Doerr instructs courts to look at the actions of the " alleged polluter." The allegations in the CGT Lawsuit, as well as the evidence introduced in this matter on summary judgment, show that Central Crude was alleged to be one of two potential parties that caused a large discharge and dispersal of crude oil. Moreover, imposing a fault requirement for application of a total pollution exclusion in cases involving environmental pollution would run counter to the Louisiana Supreme Court's instruction in Doerr that pollution exclusions must be read in accordance with their general purpose "to exclude coverage for environmental pollution."

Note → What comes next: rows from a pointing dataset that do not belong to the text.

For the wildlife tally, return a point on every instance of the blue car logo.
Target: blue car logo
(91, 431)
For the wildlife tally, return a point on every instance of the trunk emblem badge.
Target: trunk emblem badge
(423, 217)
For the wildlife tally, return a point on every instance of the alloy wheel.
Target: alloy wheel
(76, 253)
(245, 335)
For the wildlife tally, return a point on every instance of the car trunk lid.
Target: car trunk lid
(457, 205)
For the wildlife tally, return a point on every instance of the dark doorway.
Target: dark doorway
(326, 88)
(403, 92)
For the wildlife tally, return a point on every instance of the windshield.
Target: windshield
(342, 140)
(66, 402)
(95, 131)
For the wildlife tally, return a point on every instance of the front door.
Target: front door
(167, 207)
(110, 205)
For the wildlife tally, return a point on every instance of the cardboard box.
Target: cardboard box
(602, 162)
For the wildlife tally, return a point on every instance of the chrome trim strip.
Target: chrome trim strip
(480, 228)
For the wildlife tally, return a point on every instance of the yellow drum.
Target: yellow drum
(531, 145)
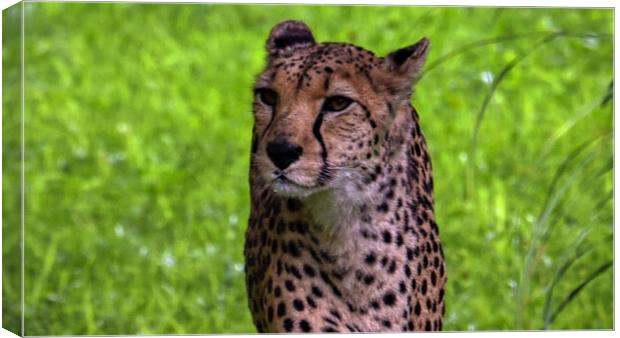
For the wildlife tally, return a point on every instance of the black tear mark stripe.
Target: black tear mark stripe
(316, 130)
(390, 109)
(327, 80)
(273, 113)
(368, 115)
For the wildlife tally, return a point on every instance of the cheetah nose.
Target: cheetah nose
(282, 153)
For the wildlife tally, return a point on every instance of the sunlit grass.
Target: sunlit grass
(138, 131)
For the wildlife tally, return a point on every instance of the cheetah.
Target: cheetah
(342, 234)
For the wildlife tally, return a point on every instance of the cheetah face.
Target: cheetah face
(323, 112)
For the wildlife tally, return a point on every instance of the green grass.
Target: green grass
(138, 121)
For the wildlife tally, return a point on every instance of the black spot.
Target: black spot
(288, 325)
(409, 254)
(270, 313)
(389, 299)
(402, 287)
(298, 304)
(336, 314)
(417, 309)
(370, 259)
(295, 272)
(311, 302)
(399, 239)
(305, 326)
(383, 207)
(317, 291)
(392, 267)
(407, 270)
(289, 285)
(281, 310)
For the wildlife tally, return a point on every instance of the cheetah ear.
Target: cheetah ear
(288, 36)
(408, 61)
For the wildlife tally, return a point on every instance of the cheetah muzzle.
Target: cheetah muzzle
(342, 234)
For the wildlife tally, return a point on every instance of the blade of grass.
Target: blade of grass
(485, 103)
(570, 123)
(574, 252)
(501, 39)
(541, 224)
(571, 296)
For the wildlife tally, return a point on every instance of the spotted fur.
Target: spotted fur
(342, 234)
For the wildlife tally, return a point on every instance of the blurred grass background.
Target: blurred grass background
(138, 120)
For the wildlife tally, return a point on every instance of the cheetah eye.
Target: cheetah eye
(267, 96)
(336, 103)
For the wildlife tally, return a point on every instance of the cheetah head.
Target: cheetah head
(323, 111)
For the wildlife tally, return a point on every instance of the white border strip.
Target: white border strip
(461, 3)
(23, 173)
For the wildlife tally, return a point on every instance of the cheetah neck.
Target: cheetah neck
(339, 214)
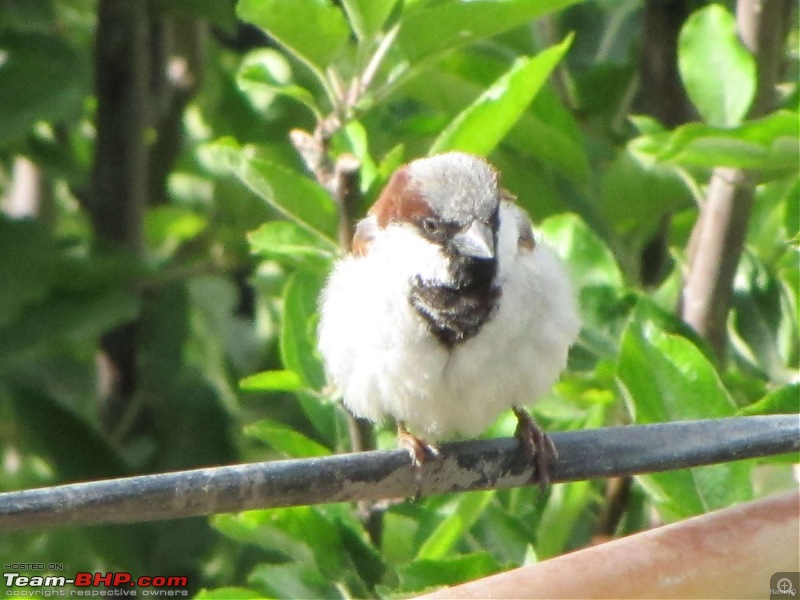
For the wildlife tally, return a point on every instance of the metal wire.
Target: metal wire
(472, 465)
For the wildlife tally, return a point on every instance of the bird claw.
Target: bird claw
(420, 451)
(536, 445)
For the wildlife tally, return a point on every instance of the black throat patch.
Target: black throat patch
(455, 313)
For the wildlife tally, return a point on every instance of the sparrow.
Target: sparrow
(448, 310)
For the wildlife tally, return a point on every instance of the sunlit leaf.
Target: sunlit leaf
(667, 378)
(368, 16)
(589, 260)
(285, 439)
(264, 73)
(432, 27)
(272, 381)
(482, 125)
(454, 526)
(717, 70)
(295, 196)
(314, 30)
(298, 334)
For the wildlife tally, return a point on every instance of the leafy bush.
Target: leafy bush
(220, 284)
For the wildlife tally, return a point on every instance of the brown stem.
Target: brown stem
(718, 237)
(120, 174)
(122, 76)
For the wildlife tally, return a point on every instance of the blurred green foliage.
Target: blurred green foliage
(241, 237)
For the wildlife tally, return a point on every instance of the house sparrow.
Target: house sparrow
(447, 311)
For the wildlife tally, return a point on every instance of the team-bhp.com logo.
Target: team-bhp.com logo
(94, 584)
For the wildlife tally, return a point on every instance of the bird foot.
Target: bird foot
(420, 451)
(536, 445)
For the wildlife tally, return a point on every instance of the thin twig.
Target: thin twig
(718, 237)
(472, 465)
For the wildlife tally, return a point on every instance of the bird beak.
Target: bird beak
(476, 241)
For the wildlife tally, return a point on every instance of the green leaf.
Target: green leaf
(470, 506)
(264, 73)
(427, 573)
(769, 144)
(28, 263)
(666, 378)
(482, 125)
(69, 317)
(285, 439)
(785, 400)
(42, 78)
(53, 431)
(314, 30)
(166, 227)
(565, 507)
(429, 28)
(548, 133)
(296, 197)
(368, 16)
(622, 202)
(717, 70)
(298, 329)
(282, 240)
(272, 381)
(590, 261)
(764, 329)
(292, 580)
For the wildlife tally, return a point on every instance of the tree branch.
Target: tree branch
(718, 237)
(470, 465)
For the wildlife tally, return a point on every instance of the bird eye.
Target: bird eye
(430, 225)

The key to our discussion today is that we are persuaded that Doerr teaches that the total pollution clause has full application to a case, such as this, where several acres of land are covered with oil from a leak alleged, at least in part, to have been caused by the insured. The fundamental point the Doerr court made was that there is a material distinction between environmental pollution cases on one hand, and certain types of personal injury cases on the other. The leading Louisiana Insurance Treatise also reads Doerr in this fashion. The author of the Treatise states, "[t]he ultimate conclusion [in Doerr] is that the pollution 'exclusion was designed to exclude coverage for environmental pollution only and not for all interactions with irritants or contaminants of any kind.'"

The Louisiana Second Circuit Court of Appeal in Lodwick v. Chevron similarly understood Doerr to be limited in this way. In that case, the defendant and its predecessors operated oil and gas production facilities on land adjacent to plaintiffs' land. Plaintiffs alleged that the defendants failed to clean toxic pollutants from the production facilities which migrated and spread to plaintiffs' property. Because plaintiffs' claims were based on "contamination and pollution damages" that plaintiffs represented resulted from defendant's open pit and tank battery, the court found that all three Doerr factors were met, and held that the exclusion precluded coverage. The court noted that such a "legacy lawsuit is the exact type of case that the Doerr court found pollution exclusions to be applicable." The court stated:

Doerr did not involve the type of claims for which the exclusion was designed; it was a personal injury case, not an environmental pollution case as alleged here. Thus, guided by the principles set forth in Doerr, we find that when long term pollution damages are alleged . . . pollution exclusions are applicable to exclude coverage. As stated in Doerr, this is the very purpose of a pollution exclusion.

This case, unlike Doerr and Ducote, does not involve claims for personal injury. Instead, the claims for which Central Crude seeks coverage involve only long-term pollution damages related to an oil spill. As in Lodwick, excluding coverage in a case like this one is the very purpose of total pollution exclusion clauses.

In sum, the absolute pollution exclusion in Liberty Mutual's policy unambiguously excludes coverage for Central Crude's costs related to "clean up" or "remov[al]" of the crude oil, as well as for any '"property damage' which would not have occurred in whole or part but for the . . . release or escape" of the crude oil. We therefore determine that Liberty Mutual has established the applicability of the total pollution exclusion endorsement, and thus does not owe Central Crude a duty to defend in the CGT Lawsuit, or indemnification of past or future remediation costs. III. CONCLUSION

For the foregoing reasons, the judgment of the district court is AFFIRMED.